A 389 mile crossing, so very doable. The last couple of days, rainclouds passed over Ibiza. Now I can get used to the (bad) weather I am heading for slowly.
Dark clouds above Ibiza town.
During this crossing I have tested my patience, but I didn't pass completely. Like I said, it is only 350 miles, but the first two days I was beating into the wind, force 6. Tacking is not Madame Curie's strongest course. So I only advanced 50 miles per day. After that the wind turned, it was a soft breeze, force 3 during the day, and force 0 during the night, directly from behind. Downwind is also not a very fast course for Madame Curie.  gAnd because the autohelm has not been repaired I have to steer all the time. To get some sleep, I drift during the night, and continue sailing in the morning. Because of the eastbound current (0,5 to 1 knot), I'm set back a couple of miles towards Ibiza. The last 4 days were terrible. Because large amounts of water evaporate from the Med, this water needs to be replaced. Most of this water is replaced via the strait of Gibraltar, so the eastbound current south of the Spanish south coast is 1-3 knots. Only during spring tide there is a change of having an westbound current in the strait. If the wind is west, then the current is against me 24 hours a day! So if I travel at a speed of 3 knots in the right direction, I will do.........

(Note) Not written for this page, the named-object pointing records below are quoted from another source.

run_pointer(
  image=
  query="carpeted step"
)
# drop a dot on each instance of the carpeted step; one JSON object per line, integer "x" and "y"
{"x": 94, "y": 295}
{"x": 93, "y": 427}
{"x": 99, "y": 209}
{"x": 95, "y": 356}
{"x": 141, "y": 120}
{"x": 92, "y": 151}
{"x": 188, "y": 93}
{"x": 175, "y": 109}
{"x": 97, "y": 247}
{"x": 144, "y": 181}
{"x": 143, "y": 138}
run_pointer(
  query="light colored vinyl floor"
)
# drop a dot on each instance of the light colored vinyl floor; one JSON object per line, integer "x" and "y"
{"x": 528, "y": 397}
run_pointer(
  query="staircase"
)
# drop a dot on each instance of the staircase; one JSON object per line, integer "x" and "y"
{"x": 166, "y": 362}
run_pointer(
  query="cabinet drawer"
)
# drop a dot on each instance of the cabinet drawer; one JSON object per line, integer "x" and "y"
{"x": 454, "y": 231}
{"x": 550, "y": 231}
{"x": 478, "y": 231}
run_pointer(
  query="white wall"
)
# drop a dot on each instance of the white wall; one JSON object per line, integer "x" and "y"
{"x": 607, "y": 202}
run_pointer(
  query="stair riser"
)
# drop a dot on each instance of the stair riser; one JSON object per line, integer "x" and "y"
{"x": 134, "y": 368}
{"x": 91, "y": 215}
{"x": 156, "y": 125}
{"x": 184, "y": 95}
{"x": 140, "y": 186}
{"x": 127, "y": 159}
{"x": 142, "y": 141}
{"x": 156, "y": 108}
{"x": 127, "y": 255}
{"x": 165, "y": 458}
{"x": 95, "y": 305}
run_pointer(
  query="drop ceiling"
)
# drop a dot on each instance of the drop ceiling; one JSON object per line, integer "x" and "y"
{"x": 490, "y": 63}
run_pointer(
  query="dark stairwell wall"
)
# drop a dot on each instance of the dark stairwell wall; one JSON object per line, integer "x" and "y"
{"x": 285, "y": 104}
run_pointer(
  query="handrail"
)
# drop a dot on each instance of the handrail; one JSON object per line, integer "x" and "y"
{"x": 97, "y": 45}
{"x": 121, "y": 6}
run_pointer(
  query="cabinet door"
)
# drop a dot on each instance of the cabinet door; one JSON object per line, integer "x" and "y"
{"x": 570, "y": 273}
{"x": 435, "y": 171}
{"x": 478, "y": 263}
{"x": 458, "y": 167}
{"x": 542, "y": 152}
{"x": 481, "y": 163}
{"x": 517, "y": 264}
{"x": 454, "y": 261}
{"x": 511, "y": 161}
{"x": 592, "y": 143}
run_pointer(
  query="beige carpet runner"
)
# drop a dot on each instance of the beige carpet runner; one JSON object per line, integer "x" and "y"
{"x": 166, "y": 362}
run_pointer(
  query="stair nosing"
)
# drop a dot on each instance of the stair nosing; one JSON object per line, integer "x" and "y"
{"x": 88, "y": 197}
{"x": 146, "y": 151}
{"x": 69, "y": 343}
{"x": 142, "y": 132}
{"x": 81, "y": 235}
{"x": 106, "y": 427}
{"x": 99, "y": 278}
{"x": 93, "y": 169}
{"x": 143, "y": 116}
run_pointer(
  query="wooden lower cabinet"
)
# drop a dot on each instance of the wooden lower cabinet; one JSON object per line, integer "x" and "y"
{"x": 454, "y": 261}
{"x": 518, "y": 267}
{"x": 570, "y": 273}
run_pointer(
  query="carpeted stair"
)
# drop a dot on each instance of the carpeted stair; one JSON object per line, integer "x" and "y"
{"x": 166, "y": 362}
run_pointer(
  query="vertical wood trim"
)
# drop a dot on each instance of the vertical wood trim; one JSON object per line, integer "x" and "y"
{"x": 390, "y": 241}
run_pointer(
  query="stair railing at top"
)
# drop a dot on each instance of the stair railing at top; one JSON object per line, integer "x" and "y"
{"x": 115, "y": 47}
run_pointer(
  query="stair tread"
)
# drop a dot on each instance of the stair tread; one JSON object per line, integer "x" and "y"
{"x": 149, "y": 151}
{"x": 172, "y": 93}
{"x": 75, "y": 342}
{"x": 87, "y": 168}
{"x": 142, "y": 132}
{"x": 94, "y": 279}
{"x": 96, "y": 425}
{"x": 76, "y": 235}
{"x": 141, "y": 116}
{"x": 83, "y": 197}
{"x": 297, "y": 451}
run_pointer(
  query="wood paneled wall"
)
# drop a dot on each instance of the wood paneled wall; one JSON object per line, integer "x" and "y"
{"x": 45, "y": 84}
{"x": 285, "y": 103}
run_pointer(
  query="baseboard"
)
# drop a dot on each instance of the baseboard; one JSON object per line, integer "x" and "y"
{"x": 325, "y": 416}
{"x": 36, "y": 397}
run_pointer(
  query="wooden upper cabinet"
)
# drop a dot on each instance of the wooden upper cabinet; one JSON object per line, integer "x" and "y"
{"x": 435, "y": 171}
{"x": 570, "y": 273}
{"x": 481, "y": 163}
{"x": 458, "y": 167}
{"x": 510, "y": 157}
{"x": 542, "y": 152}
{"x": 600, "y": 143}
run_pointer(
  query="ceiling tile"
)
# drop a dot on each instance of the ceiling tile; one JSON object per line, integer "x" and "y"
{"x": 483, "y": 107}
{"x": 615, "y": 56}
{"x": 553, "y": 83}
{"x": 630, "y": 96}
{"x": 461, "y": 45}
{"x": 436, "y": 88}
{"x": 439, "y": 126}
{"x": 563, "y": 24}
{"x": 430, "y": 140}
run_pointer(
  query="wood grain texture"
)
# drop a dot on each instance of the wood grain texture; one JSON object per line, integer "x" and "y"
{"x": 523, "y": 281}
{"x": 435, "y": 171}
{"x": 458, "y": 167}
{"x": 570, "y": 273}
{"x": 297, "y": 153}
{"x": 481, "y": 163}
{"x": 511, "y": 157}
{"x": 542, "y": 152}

Oh only 24 miles per day!!!!! This because I have a current against me of on average 2 knots. Normally my morale is boasted when I have the current with me. But I didn't get a favourable current. Bummer. So eventhough I used the engine quite a lot (okay, 10 hours per day the last 3 days, but I really ran out of patience) I only travelled 30 miles per 24 hours. Frustrating. I had kind of underestimated the effect of the current. Of course, this whole current thing is explained in the pilot, but I didn't read the pilot until during the crossing. Maybe this is better, this way I couldn't get depressed in advance.

Afer 8 days and 4 hours I arrived in Gibraltar.

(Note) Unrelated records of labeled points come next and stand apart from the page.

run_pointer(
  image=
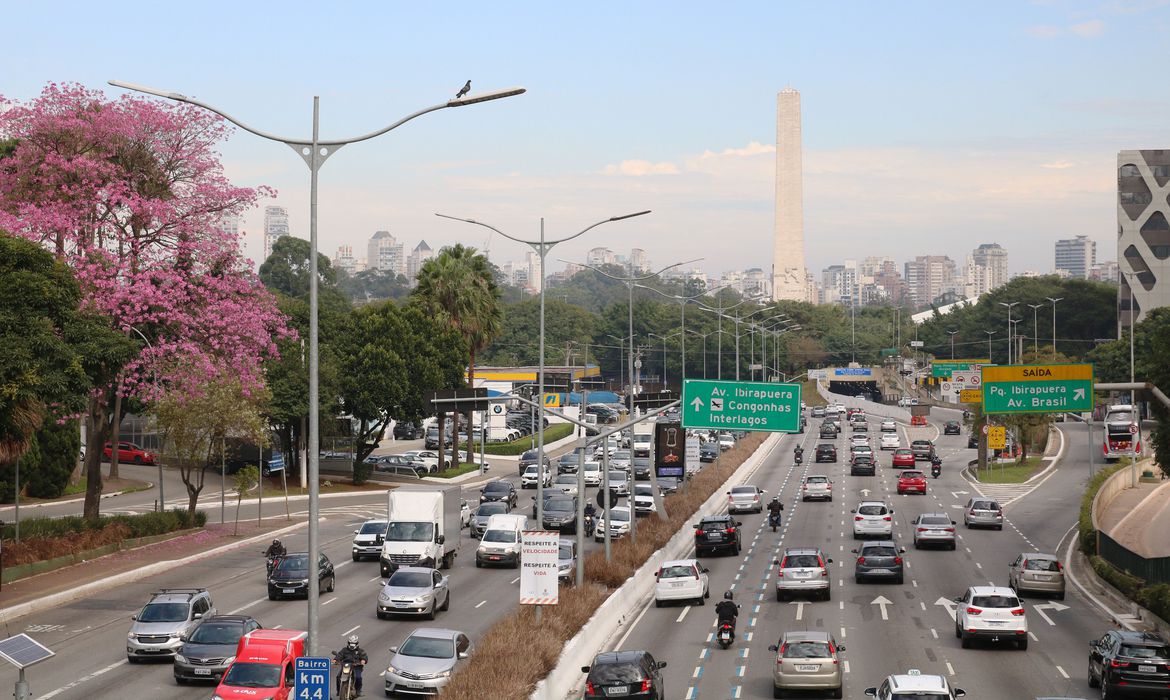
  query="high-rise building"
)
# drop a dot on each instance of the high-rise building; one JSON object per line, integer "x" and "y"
{"x": 789, "y": 273}
{"x": 385, "y": 253}
{"x": 1143, "y": 234}
{"x": 1075, "y": 255}
{"x": 276, "y": 225}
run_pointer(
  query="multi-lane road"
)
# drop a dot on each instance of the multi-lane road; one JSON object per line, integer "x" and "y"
{"x": 886, "y": 628}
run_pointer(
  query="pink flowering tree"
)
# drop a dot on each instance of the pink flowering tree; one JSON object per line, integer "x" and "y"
{"x": 131, "y": 194}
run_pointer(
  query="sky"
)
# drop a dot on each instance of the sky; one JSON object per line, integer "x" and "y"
{"x": 929, "y": 128}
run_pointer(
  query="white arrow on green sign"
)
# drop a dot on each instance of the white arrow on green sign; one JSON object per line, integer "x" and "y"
{"x": 741, "y": 405}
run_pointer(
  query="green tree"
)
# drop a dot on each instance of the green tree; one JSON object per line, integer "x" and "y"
{"x": 459, "y": 286}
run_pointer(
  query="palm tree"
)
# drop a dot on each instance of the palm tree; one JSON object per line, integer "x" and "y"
{"x": 460, "y": 287}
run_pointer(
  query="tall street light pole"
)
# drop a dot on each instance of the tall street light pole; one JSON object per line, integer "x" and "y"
{"x": 315, "y": 151}
{"x": 1053, "y": 302}
{"x": 542, "y": 246}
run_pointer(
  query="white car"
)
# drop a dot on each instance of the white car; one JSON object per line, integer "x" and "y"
{"x": 872, "y": 519}
{"x": 681, "y": 580}
{"x": 991, "y": 612}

But during this crossing I also had dolphins and small whales swin with Madame Curie for a longer time. And now you can enjoy the videos. The videos are a bit rocky, but these creatures allway swim with the boat when I actually need at least one hand for myself. The small whales (not really sure if they are really whales but they are a lot bigger than all the dolphins I have ever seen, more than 4 meter. Maybe you know if they are wales) were so close to the boat less than 30 cm, I could have touched them!

And also some regular dolphins joined my boat, and despite my frustration, this always makes me happy!!!